2. Whether the complaint contains specific averments to make the petitioner vicariously liable under Section 141 of the NI Act.
3. Whether the proceedings against the petitioner should be quashed under Section 482 of the Criminal Procedure Code (Cr.P.C.).

Issue-Wise Detailed Analysis:

1. Liability of the Petitioner Under Section 138 and Section 141 of the NI Act:
The petitioner was arrayed as the third accused in the complaint for offences under Section 138 of the NI Act. The respondent alleged that the company availed term loans and issued cheques that were dishonored. The petitioner, a Director, was claimed to be in charge of the company's business activities. However, the petitioner argued that merely being a Director does not make one liable under Section 141 of the NI Act unless it is specifically averred that the Director was responsible for the conduct of the company's business at the time of the offence. The court reiterated that criminal liability under Section 141 can only be fastened on those in charge of and responsible for the conduct of the company's business at the relevant time.

2. Specific Averments in the Complaint:
The court emphasized the necessity of specific averments in the complaint to hold a Director vicariously liable under Section 141. The complaint must detail how and in what manner the Director was responsible for the conduct of the company's business. The petitioner relied on several Supreme Court judgments, including National Small Industries Corporation Limited vs. Harmit Singh Panital, N.K. Wahi vs. Shekhar Singh, Pooja Ravinder Devidasani vs. State of Maharashtra, and Ashok Mal Bafna vs. M/s Upper India Steel Mfg & Engg Co. Ltd, which consistently held that a mere designation as a Director is insufficient. The complaint must spell out the Director's role and responsibilities. In this case, the court found that the complaint did not meet these requirements, as it lacked specific allegations against the petitioner.
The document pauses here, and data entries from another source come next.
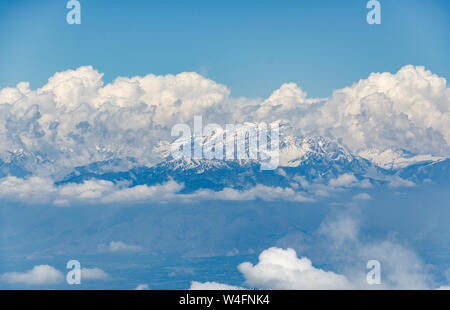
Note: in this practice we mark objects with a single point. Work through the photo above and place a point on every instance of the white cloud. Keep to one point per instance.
(118, 247)
(88, 274)
(337, 243)
(39, 275)
(282, 269)
(75, 119)
(397, 181)
(40, 190)
(345, 180)
(142, 287)
(211, 286)
(362, 196)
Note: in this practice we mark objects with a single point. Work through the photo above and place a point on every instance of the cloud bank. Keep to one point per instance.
(75, 119)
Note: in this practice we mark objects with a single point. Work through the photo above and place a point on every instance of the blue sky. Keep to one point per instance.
(251, 46)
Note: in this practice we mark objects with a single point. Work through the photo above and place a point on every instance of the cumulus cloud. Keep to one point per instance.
(211, 286)
(39, 275)
(337, 243)
(142, 287)
(41, 190)
(282, 269)
(362, 196)
(75, 119)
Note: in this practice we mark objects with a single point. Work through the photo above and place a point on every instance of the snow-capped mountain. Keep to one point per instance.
(316, 159)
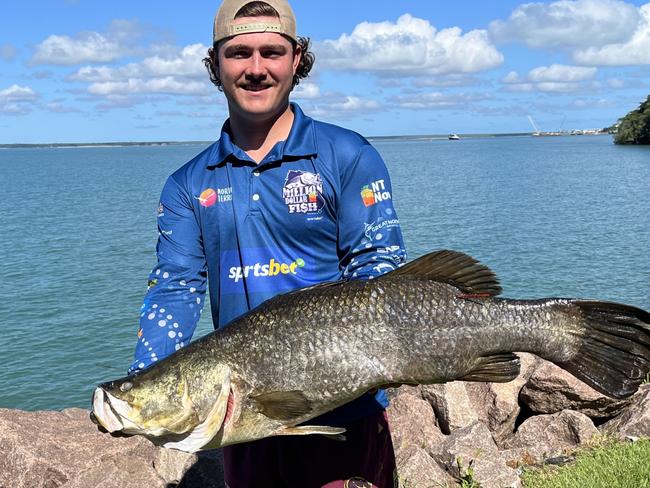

3. Quashing of Proceedings Under Section 482 Cr.P.C.:
Given the absence of specific averments in the complaint and the petitioner's role as a Non-Executive Director, the court concluded that the petitioner could not be held vicariously liable for the company's offence. The court decided to quash the proceedings against the petitioner to prevent the abuse of the legal process and secure the ends of justice. The court directed the trial court to complete the trial against the other accused within six months.

Conclusion:
The court allowed the criminal original petitions and quashed the proceedings against the petitioner in CC.No.1706 of 2019, CC.No.5827 of 2019, and CC.No.5828 of 2019. The trial court was instructed to expedite the trial against the remaining accused within a specified timeframe. The judgment underscored the importance of specific averments in complaints to establish vicarious liability under Section 141 of the NI Act.